Storable votes are a simple voting scheme that allows the minority to win occasionally, while treating every voter equally. Because the minority wins only when it cares strongly about a decision while the majority does not, minority victories occur without large costs and indeed typically with gains for the community as a whole.
The idea is simple: consider a group of voters faced with a series of proposals, each of which can either pass or fail. Decisions are taken according to the majority of votes cast, but each voter is endowed with a total budget of votes to spend freely over the multiple decisions.
Because voters will choose to cast more votes on decisions that matter to them most, they reveal the intensity of their preferences, and increase their probability of winning exactly when it matters to them most. Thus storable votes elicit and reward voters’ intensity of preferences without the need for any external knowledge of voters’ preferences.

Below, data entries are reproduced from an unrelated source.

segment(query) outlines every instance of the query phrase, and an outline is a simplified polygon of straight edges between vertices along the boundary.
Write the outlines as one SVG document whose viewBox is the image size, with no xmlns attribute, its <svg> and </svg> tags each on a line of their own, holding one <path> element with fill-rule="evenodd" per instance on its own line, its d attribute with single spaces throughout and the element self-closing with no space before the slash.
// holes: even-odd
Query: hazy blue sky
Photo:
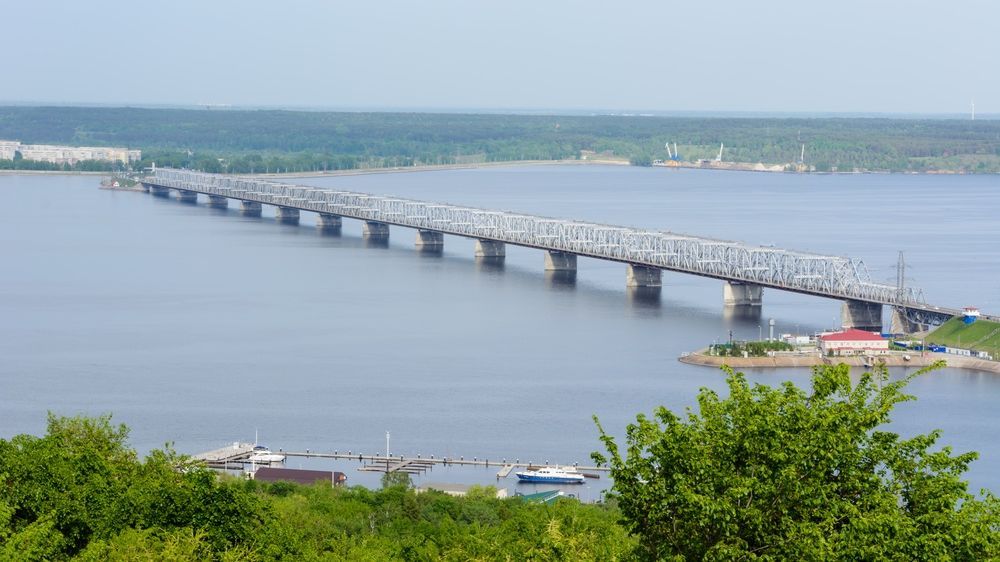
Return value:
<svg viewBox="0 0 1000 562">
<path fill-rule="evenodd" d="M 992 0 L 2 0 L 0 100 L 1000 112 Z"/>
</svg>

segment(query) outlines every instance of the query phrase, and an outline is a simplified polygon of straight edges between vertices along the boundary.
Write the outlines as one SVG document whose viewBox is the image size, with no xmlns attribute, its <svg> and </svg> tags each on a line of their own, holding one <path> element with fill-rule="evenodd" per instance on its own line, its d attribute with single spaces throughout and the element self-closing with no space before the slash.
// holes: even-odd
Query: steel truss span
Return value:
<svg viewBox="0 0 1000 562">
<path fill-rule="evenodd" d="M 874 283 L 861 260 L 675 232 L 158 168 L 144 183 L 840 300 L 941 311 L 920 290 Z M 950 312 L 950 310 L 948 310 Z"/>
</svg>

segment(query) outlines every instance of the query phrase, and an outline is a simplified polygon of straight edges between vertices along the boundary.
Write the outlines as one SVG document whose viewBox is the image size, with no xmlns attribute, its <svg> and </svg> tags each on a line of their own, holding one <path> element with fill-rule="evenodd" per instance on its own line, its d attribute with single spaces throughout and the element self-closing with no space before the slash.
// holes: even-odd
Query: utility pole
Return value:
<svg viewBox="0 0 1000 562">
<path fill-rule="evenodd" d="M 385 458 L 389 458 L 389 430 L 385 430 Z"/>
</svg>

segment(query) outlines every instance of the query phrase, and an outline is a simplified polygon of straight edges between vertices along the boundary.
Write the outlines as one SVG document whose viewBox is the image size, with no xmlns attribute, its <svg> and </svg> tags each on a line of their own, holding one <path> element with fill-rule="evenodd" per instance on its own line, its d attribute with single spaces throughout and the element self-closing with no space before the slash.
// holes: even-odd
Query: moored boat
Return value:
<svg viewBox="0 0 1000 562">
<path fill-rule="evenodd" d="M 543 467 L 515 472 L 521 482 L 544 482 L 547 484 L 583 484 L 584 476 L 572 467 Z"/>
<path fill-rule="evenodd" d="M 255 445 L 253 448 L 253 453 L 250 454 L 250 458 L 247 459 L 249 462 L 269 464 L 272 462 L 284 462 L 285 455 L 280 453 L 272 453 L 271 449 L 263 445 Z"/>
</svg>

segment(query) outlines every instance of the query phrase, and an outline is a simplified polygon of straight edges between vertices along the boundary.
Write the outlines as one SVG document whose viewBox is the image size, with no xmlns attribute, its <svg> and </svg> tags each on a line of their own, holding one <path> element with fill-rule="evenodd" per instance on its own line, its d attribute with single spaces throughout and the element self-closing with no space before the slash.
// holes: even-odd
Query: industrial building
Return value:
<svg viewBox="0 0 1000 562">
<path fill-rule="evenodd" d="M 823 334 L 819 337 L 823 355 L 885 355 L 889 353 L 889 340 L 874 332 L 850 329 Z"/>
<path fill-rule="evenodd" d="M 83 160 L 100 160 L 129 164 L 142 159 L 141 150 L 111 146 L 62 146 L 54 144 L 21 144 L 0 140 L 0 160 L 13 160 L 20 152 L 25 160 L 52 164 L 76 164 Z"/>
<path fill-rule="evenodd" d="M 259 482 L 294 482 L 309 486 L 317 482 L 329 483 L 331 486 L 340 486 L 347 482 L 347 475 L 343 472 L 333 472 L 329 470 L 301 470 L 297 468 L 277 468 L 263 466 L 253 473 L 253 479 Z"/>
</svg>

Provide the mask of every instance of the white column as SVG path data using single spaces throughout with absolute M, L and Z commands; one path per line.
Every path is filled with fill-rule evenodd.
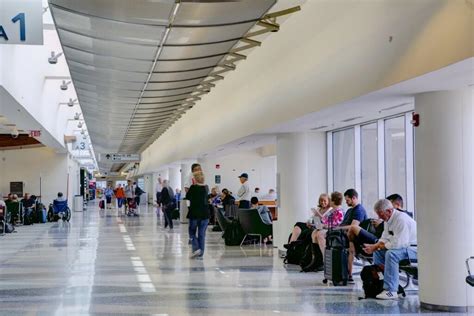
M 184 191 L 184 185 L 188 182 L 188 177 L 191 174 L 192 163 L 182 163 L 181 164 L 181 199 L 186 196 L 186 191 Z M 187 204 L 181 202 L 179 209 L 179 221 L 181 224 L 187 224 L 188 219 L 186 218 L 188 211 Z
M 294 224 L 309 218 L 310 205 L 314 206 L 317 195 L 326 191 L 324 133 L 278 135 L 277 187 L 279 208 L 273 237 L 274 246 L 283 250 Z
M 181 192 L 183 196 L 186 194 L 186 192 L 184 192 L 184 185 L 188 182 L 188 177 L 191 174 L 191 166 L 192 163 L 181 164 Z
M 181 189 L 181 173 L 180 167 L 172 166 L 168 168 L 168 182 L 170 187 L 173 188 L 173 191 L 176 189 Z
M 145 180 L 145 192 L 146 192 L 146 201 L 148 204 L 153 205 L 153 200 L 155 199 L 155 189 L 154 189 L 154 177 L 153 174 L 145 174 L 143 176 L 143 179 Z M 155 180 L 156 181 L 156 180 Z
M 465 260 L 474 255 L 474 93 L 439 91 L 415 97 L 415 180 L 420 302 L 467 312 L 474 288 Z

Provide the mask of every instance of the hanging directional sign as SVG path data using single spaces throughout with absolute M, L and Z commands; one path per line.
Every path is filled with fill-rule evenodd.
M 41 1 L 0 0 L 0 44 L 43 45 Z
M 140 154 L 100 154 L 100 161 L 138 162 Z

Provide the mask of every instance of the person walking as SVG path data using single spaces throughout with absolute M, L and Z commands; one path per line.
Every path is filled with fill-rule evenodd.
M 108 209 L 112 208 L 112 195 L 113 194 L 114 194 L 114 190 L 112 190 L 112 186 L 109 184 L 104 190 L 105 201 L 106 201 Z
M 117 198 L 117 207 L 121 209 L 125 200 L 125 191 L 121 184 L 119 184 L 117 189 L 115 189 L 115 197 Z
M 176 208 L 173 189 L 169 186 L 168 180 L 163 180 L 163 189 L 161 190 L 161 204 L 163 214 L 165 215 L 165 228 L 170 227 L 173 229 L 173 218 L 172 213 Z
M 206 229 L 209 225 L 209 187 L 204 184 L 204 174 L 197 171 L 193 174 L 195 184 L 186 193 L 189 200 L 189 233 L 192 245 L 191 258 L 202 259 L 206 243 Z
M 136 182 L 133 182 L 133 186 L 135 187 L 135 203 L 137 203 L 137 207 L 139 207 L 140 197 L 143 193 L 145 193 L 145 191 L 143 191 L 142 188 L 140 188 Z

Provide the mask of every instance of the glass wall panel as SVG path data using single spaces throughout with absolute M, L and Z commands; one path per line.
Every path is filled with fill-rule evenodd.
M 332 135 L 334 191 L 344 193 L 355 185 L 354 129 Z
M 378 199 L 377 123 L 361 126 L 360 133 L 362 205 L 374 217 L 373 205 Z
M 405 118 L 385 120 L 385 193 L 406 201 Z

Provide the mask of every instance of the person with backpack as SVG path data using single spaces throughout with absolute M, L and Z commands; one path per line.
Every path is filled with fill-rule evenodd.
M 169 186 L 168 180 L 163 180 L 163 189 L 161 190 L 161 204 L 163 209 L 163 214 L 165 217 L 165 228 L 170 227 L 170 230 L 173 229 L 173 218 L 172 213 L 176 208 L 174 192 L 173 189 Z
M 145 191 L 143 191 L 136 182 L 133 182 L 133 186 L 135 187 L 135 203 L 137 203 L 137 206 L 140 206 L 140 197 Z
M 416 259 L 416 222 L 406 213 L 395 209 L 387 199 L 378 200 L 374 211 L 385 222 L 382 237 L 376 244 L 364 245 L 367 254 L 374 254 L 374 264 L 384 265 L 383 291 L 376 298 L 398 299 L 399 263 L 404 259 Z

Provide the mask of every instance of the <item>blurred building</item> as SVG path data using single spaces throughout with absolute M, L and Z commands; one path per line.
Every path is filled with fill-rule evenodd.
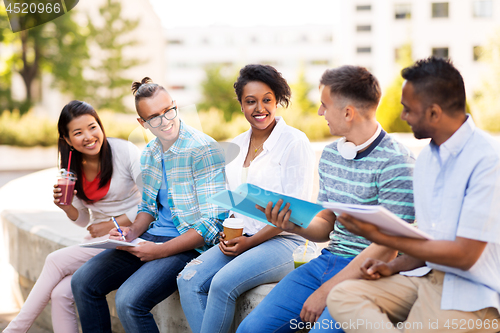
M 487 70 L 478 62 L 481 48 L 500 28 L 500 0 L 350 0 L 339 10 L 336 56 L 371 69 L 383 87 L 398 74 L 399 48 L 411 44 L 414 60 L 451 58 L 471 96 Z
M 481 47 L 500 27 L 500 0 L 333 2 L 330 25 L 167 30 L 167 86 L 178 100 L 195 103 L 204 66 L 223 64 L 236 74 L 248 63 L 264 63 L 275 66 L 290 83 L 304 71 L 314 86 L 326 68 L 362 65 L 386 87 L 399 75 L 398 50 L 411 44 L 413 59 L 450 57 L 471 96 L 487 70 L 477 61 Z M 317 92 L 311 95 L 316 98 Z
M 318 84 L 321 73 L 334 64 L 331 26 L 192 27 L 166 31 L 166 81 L 172 95 L 183 104 L 199 101 L 205 66 L 221 64 L 237 75 L 250 63 L 276 67 L 289 83 L 303 71 Z

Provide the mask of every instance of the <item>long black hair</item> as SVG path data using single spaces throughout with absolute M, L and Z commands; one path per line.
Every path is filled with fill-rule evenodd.
M 68 124 L 73 119 L 83 116 L 85 114 L 91 115 L 92 117 L 95 118 L 95 120 L 101 127 L 103 134 L 102 147 L 101 151 L 99 152 L 99 162 L 100 162 L 99 165 L 101 168 L 100 170 L 101 180 L 99 181 L 99 188 L 101 188 L 109 182 L 111 176 L 113 175 L 113 154 L 108 139 L 106 138 L 104 127 L 102 127 L 101 119 L 99 119 L 99 116 L 97 115 L 97 112 L 94 110 L 94 108 L 85 102 L 81 101 L 69 102 L 64 106 L 64 108 L 61 111 L 61 115 L 59 116 L 59 121 L 57 122 L 57 129 L 59 131 L 58 148 L 59 148 L 59 157 L 61 161 L 60 167 L 67 168 L 69 151 L 70 149 L 72 149 L 72 147 L 70 147 L 70 145 L 65 140 L 65 137 L 69 138 Z M 77 150 L 73 150 L 71 156 L 70 171 L 74 172 L 78 177 L 75 184 L 75 189 L 77 190 L 76 196 L 82 200 L 85 200 L 86 202 L 92 202 L 92 200 L 90 200 L 83 191 L 82 161 L 83 161 L 83 154 Z

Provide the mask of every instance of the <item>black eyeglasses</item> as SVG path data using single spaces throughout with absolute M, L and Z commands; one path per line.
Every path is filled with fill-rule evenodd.
M 163 118 L 167 120 L 172 120 L 175 117 L 177 117 L 177 105 L 175 104 L 175 101 L 173 101 L 173 104 L 174 106 L 163 112 L 163 114 L 153 117 L 149 120 L 144 120 L 144 119 L 143 120 L 147 122 L 148 125 L 151 126 L 152 128 L 160 127 L 161 123 L 163 122 Z

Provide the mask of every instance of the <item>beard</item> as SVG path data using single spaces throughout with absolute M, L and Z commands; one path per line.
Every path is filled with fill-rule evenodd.
M 411 128 L 413 131 L 413 136 L 415 139 L 428 139 L 431 137 L 431 133 L 429 130 L 421 129 L 421 128 Z

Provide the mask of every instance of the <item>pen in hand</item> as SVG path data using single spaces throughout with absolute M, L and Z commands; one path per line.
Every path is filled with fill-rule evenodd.
M 123 231 L 122 231 L 122 229 L 120 229 L 120 226 L 118 225 L 118 222 L 116 222 L 116 220 L 115 220 L 114 217 L 111 217 L 111 219 L 113 220 L 113 223 L 115 224 L 116 230 L 118 230 L 118 232 L 120 233 L 120 235 L 122 235 L 122 239 L 124 241 L 126 241 L 125 236 L 123 236 Z

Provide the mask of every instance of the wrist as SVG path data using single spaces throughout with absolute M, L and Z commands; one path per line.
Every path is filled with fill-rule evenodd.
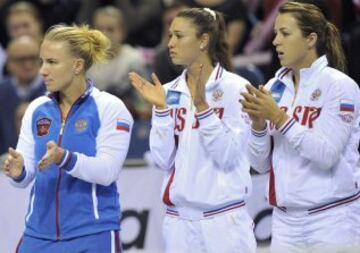
M 275 128 L 279 129 L 286 122 L 287 119 L 288 119 L 287 114 L 283 110 L 280 109 L 275 114 L 275 116 L 273 117 L 273 119 L 271 121 L 272 121 L 272 123 L 274 123 Z
M 253 121 L 251 124 L 251 128 L 255 131 L 263 131 L 266 129 L 266 121 Z
M 167 104 L 155 105 L 155 109 L 156 110 L 165 110 L 165 109 L 167 109 Z
M 55 163 L 59 165 L 65 156 L 65 150 L 63 148 L 58 148 L 55 156 Z
M 202 112 L 210 108 L 208 103 L 201 103 L 198 105 L 195 105 L 197 112 Z

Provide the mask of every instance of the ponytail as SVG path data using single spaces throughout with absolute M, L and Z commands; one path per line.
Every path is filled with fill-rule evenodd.
M 341 37 L 336 26 L 330 22 L 326 22 L 325 25 L 324 42 L 325 54 L 329 61 L 329 66 L 346 73 L 346 59 L 341 44 Z
M 226 25 L 224 21 L 224 17 L 222 15 L 218 15 L 216 19 L 217 23 L 217 36 L 213 38 L 214 40 L 214 52 L 210 53 L 213 62 L 219 62 L 221 66 L 223 66 L 226 70 L 232 71 L 232 61 L 231 54 L 229 49 L 229 44 L 226 40 Z

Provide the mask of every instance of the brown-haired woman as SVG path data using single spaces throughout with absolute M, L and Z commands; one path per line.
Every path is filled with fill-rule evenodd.
M 230 73 L 225 25 L 211 9 L 181 10 L 169 29 L 169 52 L 185 71 L 162 86 L 130 79 L 154 105 L 150 149 L 165 171 L 165 251 L 255 252 L 245 201 L 251 192 L 246 140 L 250 127 L 238 105 L 247 80 Z
M 343 73 L 337 29 L 316 6 L 283 4 L 274 31 L 283 67 L 242 100 L 251 164 L 270 170 L 272 252 L 347 252 L 349 203 L 360 196 L 359 89 Z

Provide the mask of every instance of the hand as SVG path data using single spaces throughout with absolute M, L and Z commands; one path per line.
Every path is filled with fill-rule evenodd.
M 240 99 L 239 102 L 243 107 L 243 111 L 246 112 L 251 121 L 252 121 L 252 128 L 261 131 L 266 128 L 266 121 L 265 118 L 261 117 L 258 112 L 256 111 L 256 101 L 255 101 L 255 94 L 247 88 L 248 93 L 241 93 L 244 99 Z
M 286 121 L 287 116 L 278 107 L 271 93 L 263 86 L 256 89 L 251 85 L 246 85 L 246 89 L 247 93 L 241 93 L 245 98 L 245 101 L 242 102 L 243 111 L 247 112 L 255 122 L 267 119 L 282 125 L 283 120 Z M 279 116 L 283 115 L 284 117 L 281 117 L 281 121 L 279 121 Z
M 131 84 L 140 93 L 140 95 L 146 101 L 155 105 L 157 109 L 165 109 L 167 104 L 164 88 L 154 73 L 151 74 L 151 78 L 155 85 L 135 72 L 129 73 Z
M 209 104 L 206 102 L 205 84 L 203 65 L 200 65 L 199 78 L 196 82 L 195 94 L 193 97 L 194 105 L 198 112 L 202 112 L 209 108 Z
M 40 170 L 44 170 L 53 163 L 61 162 L 61 158 L 64 155 L 64 149 L 60 148 L 55 141 L 49 141 L 46 144 L 46 153 L 38 162 Z
M 9 148 L 8 157 L 4 163 L 5 175 L 11 178 L 19 177 L 24 168 L 24 158 L 13 148 Z

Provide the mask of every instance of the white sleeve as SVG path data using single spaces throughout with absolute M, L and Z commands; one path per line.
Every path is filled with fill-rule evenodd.
M 270 90 L 276 78 L 270 79 L 265 88 Z M 263 131 L 251 129 L 248 142 L 248 158 L 251 167 L 259 173 L 270 170 L 271 162 L 271 136 L 269 134 L 268 123 Z
M 175 161 L 175 122 L 170 116 L 170 108 L 153 109 L 150 130 L 150 151 L 157 167 L 169 170 Z
M 263 131 L 251 129 L 248 142 L 248 158 L 251 167 L 259 173 L 270 170 L 271 137 L 266 128 Z
M 313 128 L 300 125 L 293 117 L 279 129 L 300 156 L 330 169 L 339 161 L 354 125 L 359 90 L 350 79 L 329 85 L 328 95 Z M 316 152 L 314 152 L 316 150 Z
M 19 140 L 16 150 L 24 157 L 24 171 L 18 180 L 11 180 L 10 182 L 15 187 L 25 188 L 34 179 L 37 172 L 37 162 L 35 159 L 35 141 L 32 131 L 32 116 L 34 110 L 48 98 L 38 98 L 34 100 L 26 109 L 21 123 Z
M 245 144 L 250 134 L 248 117 L 241 112 L 238 100 L 236 105 L 230 102 L 224 108 L 222 119 L 213 108 L 198 112 L 195 117 L 200 123 L 199 134 L 204 148 L 215 164 L 223 170 L 235 168 L 240 152 L 247 152 Z
M 113 101 L 115 102 L 107 104 L 100 113 L 101 126 L 96 137 L 96 156 L 66 152 L 59 165 L 73 177 L 104 186 L 118 179 L 129 149 L 134 121 L 122 101 Z

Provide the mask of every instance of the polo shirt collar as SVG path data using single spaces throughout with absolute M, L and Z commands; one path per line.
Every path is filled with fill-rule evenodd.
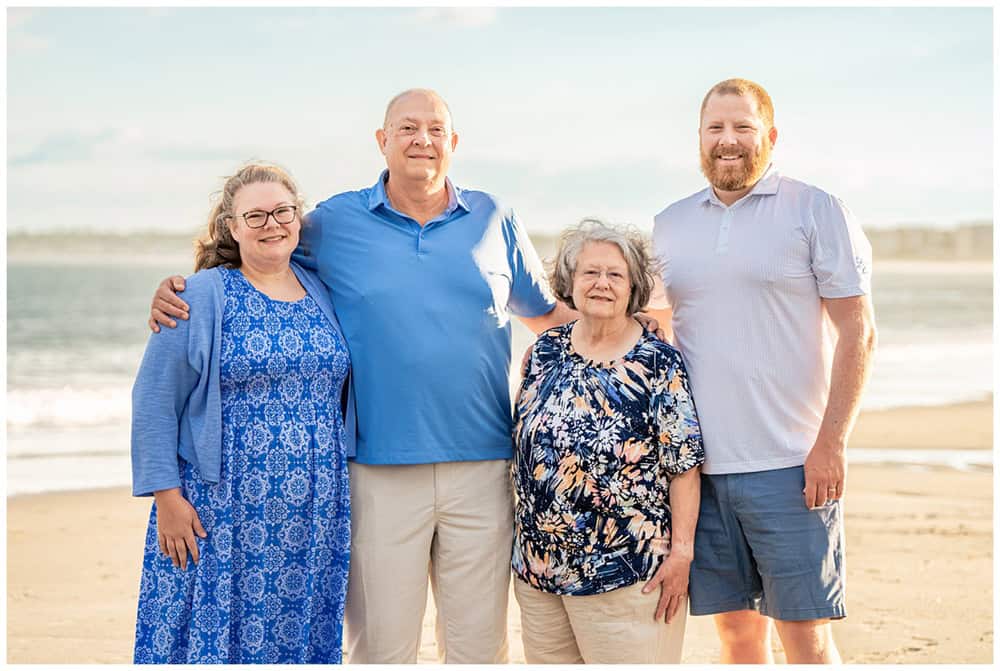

By treating everyone equally and ruling out interpersonal vote trades, they are in line with common ethical priors and are robust to criticisms, both normative and positive, that affect vote markets. The book complements the theoretical discussion with several experiments, showing that the promise of the idea is borne out by the data: the outcomes of the experiments and the payoffs realized match very closely the predictions of the theory.
Because the intuition behind the voting scheme is so simple: vote more when you care more, the results are robust across different scenarios, even when more subtle strategic effects are not identified by the subjects, suggesting that the voting scheme may have real potential for practical applications.